从HashMaps中删除未使用的已分配内存

Question

I want to read some XML-files and convert it to a graph (no graphics, just a model). 我想读取一些XML文件并将其转换为图形（没有图形，只是一个模型）。 But because the files are very large (2,2 GB) my model object, which holds all the information, becomes even larger (4x the size of the file...). 但是由于文件很大（2.2 GB），所以包含所有信息的模型对象变得更大（文件大小的4倍...）。

Googling through the net I tried to find ways to reduce the object size. 在网上搜寻时，我试图找到减小对象大小的方法。 I tried different collection types but would like to stick to a HashMap (because I have to have random access). 我尝试了不同的集合类型，但想坚持使用HashMap（因为我必须具有随机访问权限）。 The actuall keys and values make up just a small amount of the allocated memory. 实际的键和值仅占分配的内存的一小部分。 Most of the hash table is empty... 大多数哈希表是空的...

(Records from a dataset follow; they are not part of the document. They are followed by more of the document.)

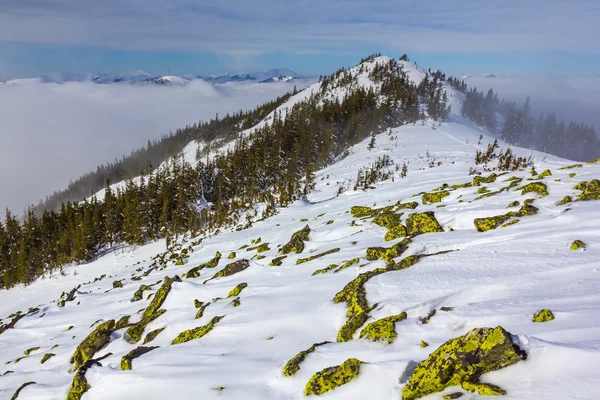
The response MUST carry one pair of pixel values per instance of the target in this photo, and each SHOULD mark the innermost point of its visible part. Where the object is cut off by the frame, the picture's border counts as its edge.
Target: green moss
(483, 389)
(572, 166)
(361, 211)
(463, 359)
(237, 290)
(152, 335)
(410, 205)
(434, 197)
(591, 190)
(23, 386)
(276, 262)
(197, 333)
(134, 333)
(296, 243)
(46, 357)
(535, 187)
(333, 377)
(383, 330)
(293, 365)
(419, 223)
(307, 259)
(478, 180)
(95, 341)
(31, 350)
(126, 360)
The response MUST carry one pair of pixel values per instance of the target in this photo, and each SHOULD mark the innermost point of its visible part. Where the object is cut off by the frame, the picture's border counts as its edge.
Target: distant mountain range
(145, 77)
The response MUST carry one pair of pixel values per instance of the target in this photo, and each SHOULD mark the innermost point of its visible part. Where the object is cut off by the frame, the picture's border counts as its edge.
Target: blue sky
(310, 36)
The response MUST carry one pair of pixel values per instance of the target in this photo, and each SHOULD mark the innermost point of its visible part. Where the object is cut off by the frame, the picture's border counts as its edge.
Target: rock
(463, 359)
(293, 365)
(333, 377)
(419, 223)
(383, 330)
(544, 315)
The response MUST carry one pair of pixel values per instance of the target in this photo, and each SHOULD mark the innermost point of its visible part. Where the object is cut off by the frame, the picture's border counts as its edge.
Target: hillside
(257, 310)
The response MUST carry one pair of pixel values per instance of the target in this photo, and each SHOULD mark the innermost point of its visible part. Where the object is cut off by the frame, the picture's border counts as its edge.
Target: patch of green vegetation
(333, 377)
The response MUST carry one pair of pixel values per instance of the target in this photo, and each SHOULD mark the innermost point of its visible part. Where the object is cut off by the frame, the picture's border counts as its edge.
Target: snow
(499, 277)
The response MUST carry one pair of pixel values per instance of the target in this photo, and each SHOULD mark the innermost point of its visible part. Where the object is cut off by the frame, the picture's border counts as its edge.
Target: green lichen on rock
(361, 211)
(152, 335)
(395, 232)
(23, 386)
(463, 359)
(237, 290)
(434, 197)
(46, 357)
(383, 330)
(94, 342)
(213, 263)
(478, 180)
(535, 187)
(31, 350)
(293, 365)
(307, 259)
(410, 205)
(591, 190)
(483, 389)
(197, 333)
(544, 315)
(333, 377)
(419, 223)
(126, 360)
(277, 261)
(231, 269)
(134, 333)
(296, 243)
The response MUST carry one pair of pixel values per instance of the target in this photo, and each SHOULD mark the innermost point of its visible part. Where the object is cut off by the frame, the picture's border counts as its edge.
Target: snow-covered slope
(499, 277)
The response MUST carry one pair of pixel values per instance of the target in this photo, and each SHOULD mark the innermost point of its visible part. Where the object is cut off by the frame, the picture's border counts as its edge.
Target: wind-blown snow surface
(500, 277)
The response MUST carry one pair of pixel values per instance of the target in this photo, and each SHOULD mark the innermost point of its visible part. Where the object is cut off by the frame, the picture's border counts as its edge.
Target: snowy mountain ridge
(253, 309)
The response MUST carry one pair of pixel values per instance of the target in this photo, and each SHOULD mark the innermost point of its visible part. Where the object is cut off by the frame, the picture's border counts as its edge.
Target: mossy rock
(383, 330)
(31, 350)
(410, 205)
(434, 197)
(126, 360)
(94, 342)
(296, 243)
(387, 219)
(237, 290)
(544, 315)
(277, 261)
(463, 359)
(361, 211)
(46, 357)
(395, 232)
(333, 377)
(478, 180)
(419, 223)
(197, 333)
(591, 190)
(134, 333)
(535, 187)
(152, 335)
(307, 259)
(293, 365)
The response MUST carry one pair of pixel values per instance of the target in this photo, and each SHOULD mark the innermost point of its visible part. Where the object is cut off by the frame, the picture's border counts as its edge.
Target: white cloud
(53, 133)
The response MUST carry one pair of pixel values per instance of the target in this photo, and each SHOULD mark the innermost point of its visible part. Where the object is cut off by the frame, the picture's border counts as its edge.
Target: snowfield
(499, 277)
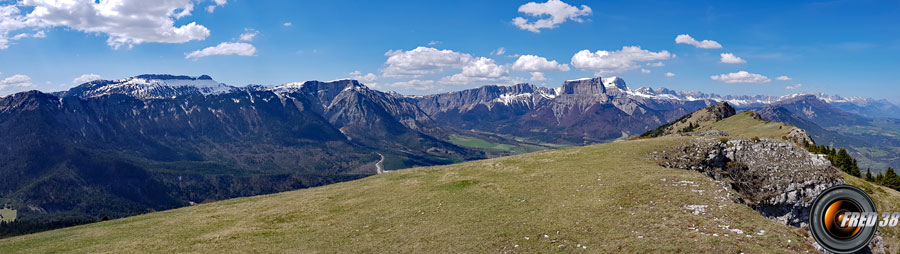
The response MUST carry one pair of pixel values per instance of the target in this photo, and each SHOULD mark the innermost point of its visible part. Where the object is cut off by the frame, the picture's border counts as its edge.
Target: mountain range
(112, 148)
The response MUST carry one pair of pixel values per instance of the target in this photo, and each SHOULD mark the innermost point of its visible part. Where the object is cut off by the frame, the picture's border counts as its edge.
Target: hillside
(875, 141)
(602, 198)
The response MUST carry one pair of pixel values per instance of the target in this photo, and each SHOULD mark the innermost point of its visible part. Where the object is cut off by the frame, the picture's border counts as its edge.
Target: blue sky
(849, 48)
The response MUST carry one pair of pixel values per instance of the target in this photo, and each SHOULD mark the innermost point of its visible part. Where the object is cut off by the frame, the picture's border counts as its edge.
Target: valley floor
(601, 198)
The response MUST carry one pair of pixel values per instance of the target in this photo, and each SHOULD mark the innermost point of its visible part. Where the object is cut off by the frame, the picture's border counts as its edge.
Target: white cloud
(481, 69)
(415, 84)
(225, 48)
(741, 77)
(126, 22)
(85, 78)
(549, 14)
(532, 63)
(705, 44)
(499, 51)
(422, 61)
(537, 66)
(211, 8)
(15, 83)
(10, 20)
(249, 34)
(538, 76)
(794, 87)
(616, 62)
(369, 77)
(783, 78)
(730, 58)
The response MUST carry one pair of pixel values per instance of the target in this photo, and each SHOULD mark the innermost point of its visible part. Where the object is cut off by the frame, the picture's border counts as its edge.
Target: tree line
(840, 158)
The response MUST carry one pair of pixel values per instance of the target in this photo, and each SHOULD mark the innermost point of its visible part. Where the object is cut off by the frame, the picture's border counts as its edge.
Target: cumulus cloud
(741, 77)
(126, 22)
(15, 83)
(225, 48)
(415, 84)
(549, 15)
(783, 78)
(616, 62)
(369, 77)
(499, 51)
(481, 69)
(532, 63)
(211, 8)
(85, 78)
(537, 66)
(249, 34)
(422, 61)
(730, 58)
(10, 20)
(705, 44)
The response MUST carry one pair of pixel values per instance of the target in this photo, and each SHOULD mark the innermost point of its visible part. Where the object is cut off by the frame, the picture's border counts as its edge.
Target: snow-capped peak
(615, 82)
(151, 86)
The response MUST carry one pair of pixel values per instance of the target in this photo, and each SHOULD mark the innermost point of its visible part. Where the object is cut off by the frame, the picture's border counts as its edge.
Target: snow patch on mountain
(151, 87)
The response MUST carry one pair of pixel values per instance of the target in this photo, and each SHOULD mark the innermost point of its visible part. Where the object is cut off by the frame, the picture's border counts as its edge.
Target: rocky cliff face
(580, 112)
(688, 123)
(777, 178)
(153, 142)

If I'm not totally wrong a garbage collection doesn't help me to free the allocated memory and reduce the size of the hashmap. 如果我不是完全错误，那么垃圾回收并不能帮助我释放分配的内存并减小哈希图的大小。 Is there and other way to release unused memory and shrink the hashmap? 是否有其他方法释放未使用的内存并缩小哈希图？ Or is there a way to do perfect hashing? 还是有办法进行完美的哈希处理？ Or shoud I just use another collection? 还是应该使用其他收藏集？

Thanks in advance, 提前致谢，

Sebastian 塞巴斯蒂安

Answer 1

A HashMap is typically just a large array of references filled to a certain percentage of capacity. HashMap通常只是大量引用，填充了一定百分比的容量。 If only 80% of the map is filled, the remaining 20% of the array cells are unused (ie, are null). 如果仅填充80％的映射，则其余20％的阵列单元未使用（即为空）。 The extra overhead is really only just the empty (null) cells. 额外的开销实际上只是空（null）单元格。

On a 32-bit CPU, each array cell is usually 4 bytes in size (although some JVM implementations may allocate 8 bytes). 在32位CPU上，每个数组单元的大小通常为4个字节（尽管某些JVM实现可能分配8个字节）。 That's not really that much unused space overall. 总体而言，这并不是真正的未使用空间。

Once your map is filled, you can copy it to another HashMap with a more appropriate (smaller) size giving a larger fill percentage. 填满地图后，您可以将其复制到另一个更合适（更小）的HashMap ，以提供更大的填充百分比。

Your question seems to imply that there are more allocated but unused objects that you're worried about. 您的问题似乎暗示您担心的还有更多已分配但未使用的对象。 But how is that the case? 但是，情况如何呢？

Addendum 附录

Once a map is filled almost to capacity (typically more than 95% or so), a larger array is allocated, the old array's contents are copied to the new array, and then the smaller array is left to be garbage collected. 一旦映射几乎被填满（通常超过95％），就会分配一个较大的数组，将旧数组的内容复制到新数组中，然后将较小的数组保留为垃圾回收。 This is obviously an expensive operation, so choosing a reasonably large initial size for the map is key to improving performance. 这显然是一项昂贵的操作，因此为地图选择合理的初始大小对于提高性能至关重要。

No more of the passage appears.